I don’t know :person_shrugging:

there was talk of switching it to 1106, then they changed their minds, or maybe they unchanged their minds. Eventually they added the generic gpt-4-turbo-preview. I didn’t track it because it doesn’t really matter.

It’s indeed possible that you were using 0613 up until now, but perhaps your use-case drifted so you just never noticed until now? Really hard to say.

It’s been the same project the whole time. But this does lead to the obvious question, if anyone has code still working that relies on Internet access, I’d like to know what model they are using because I can’t find one that works.

Or maybe they just don’t know their models aren’t working and they are getting garbage answers. It took me a minute to realize it.

None of the API models do. You need to build a function/tool that the model can call, that scrapes the internet for the model.

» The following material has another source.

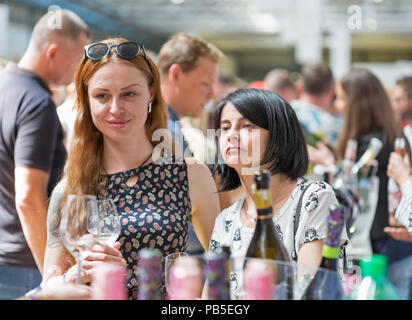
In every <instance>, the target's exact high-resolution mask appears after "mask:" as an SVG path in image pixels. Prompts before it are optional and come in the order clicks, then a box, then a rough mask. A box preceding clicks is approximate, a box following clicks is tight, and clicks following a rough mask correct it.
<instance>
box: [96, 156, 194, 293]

But I think the picture is becoming clearer now.

Is it possible that you’ve indeed been using 0613 all this time, and you thought you had internet access? If that’s the case you’ve been getting hallucinations all along.

I know for certain that I had internet access. It would be impossible to generate the output I have without it. I suppose it’s possible that having Internet access was a bug that was fixed.

Understand that these models have been trained on the majority of the internet up until some time in 2021, such that they can take a very educated guess what a link might contain by the url alone.